La sécurité militaire syrienne a arrêté, samedi 7 mai, à Qamichli, dans le gouvernorat de Hassakek au nord-est du pays, l’ingénieur en informatique Akram Huseïn. Elle le suspectait d’avoir été en contact avec la chaîne de télévision saoudienne Al Arabiya et d’avoir répondu en détail à ses questions sur une manifestation qui s’était déroulée la veille. L’intéressé a protesté en rappelant aux moukhabarat que l’état d’urgence avait été levé. Ils lui ont répondu que « le moallem » (le patron) voulait simplement le voir pour obtenir des éclaircissements. Ils l’ont emmené avec eux, emportant aussi son téléphone portable. Ni l’un ni l’autre n’ont encore été relâchés.

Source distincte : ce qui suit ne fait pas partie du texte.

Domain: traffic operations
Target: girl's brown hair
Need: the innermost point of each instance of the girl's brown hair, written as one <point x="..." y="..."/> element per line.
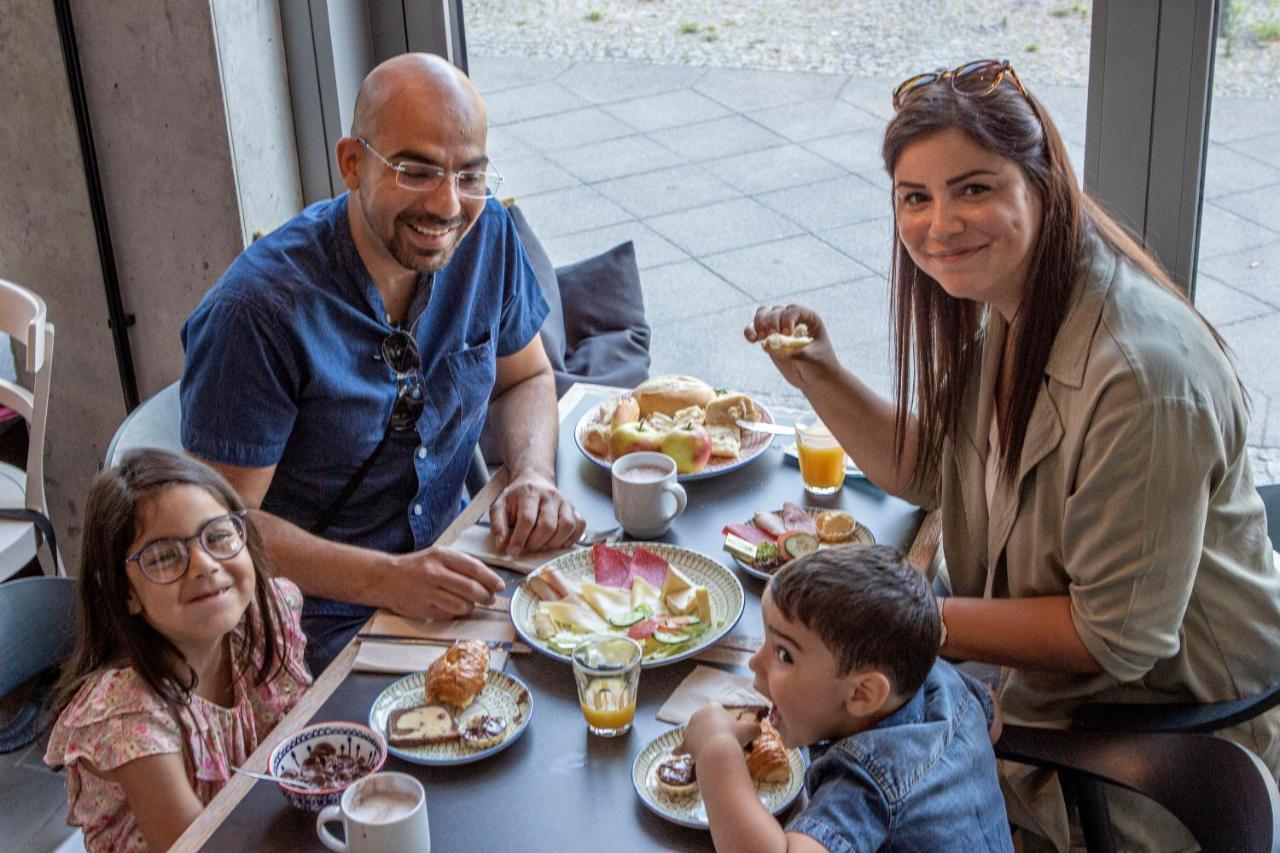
<point x="938" y="337"/>
<point x="109" y="635"/>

Cette intervention a eu lieu, comme toujours en Syrie, à la seule initiative des moukhabarat : quel que soit le service auxquels ils appartiennent, les agents des multiples appareils de renseignement ne s’embarrassent jamais de solliciter de la justice un ordre d’amener. Elle montre que, état d’urgence ou pas, ils sont laissés libres d’agir à leur guise et d’intervenir là où ils estiment que « la sécurité » du pays est menacée, quitte à faire mentir le président Bachar Al Assad et à violer ses engagements. Cela ne semble pas gêner particulièrement le chef de l’Etat, puisqu’on n’a jamais entendu dire, aujourd’hui comme hier, qu’il serait intervenu pour imposer à ces agents un respect minimum de la Loi.
Cette affaire a déjà eu des dizaines de précédents. Elle confirme que le régime veut imposer à tous les Syriens, par la crainte de la prison… et des mauvais traitements qui lui sont systématiquement associés, un silence total sur les événements qui se déroulent en ce moment en Syrie. Le pouvoir veut en effet se réserver le monopole de l’information sur la réalité des faits et du commentaire sur leur signification. Il ne veut pas être contredit lorsque, malgré les témoignages concordants de milliers de films, d’images et d’enregistrements disponibles, il attribue les protestations populaires à des « agents de l’étranger » et décrit ceux qui y participent comme de dangereux « terroristes islamiques ».
Aucun journaliste étranger n’étant actuellement autorisé à travailler en Syrie et les correspondants des rares médias non syriens habilités étant soumis à des pressions considérables pour aligner leurs propos sur le discours de l’information officielle, il faut considérer que ce qui provient des journaux et des télévisions syriennes, secteur public et secteur dit « privé » confondus, n’est que de la propagande. Il en va de même de la totalité des sites Internet qui, installés et hébergés sur des serveurs syriens, sont inspirés et contrôlés de près par les services de sécurité.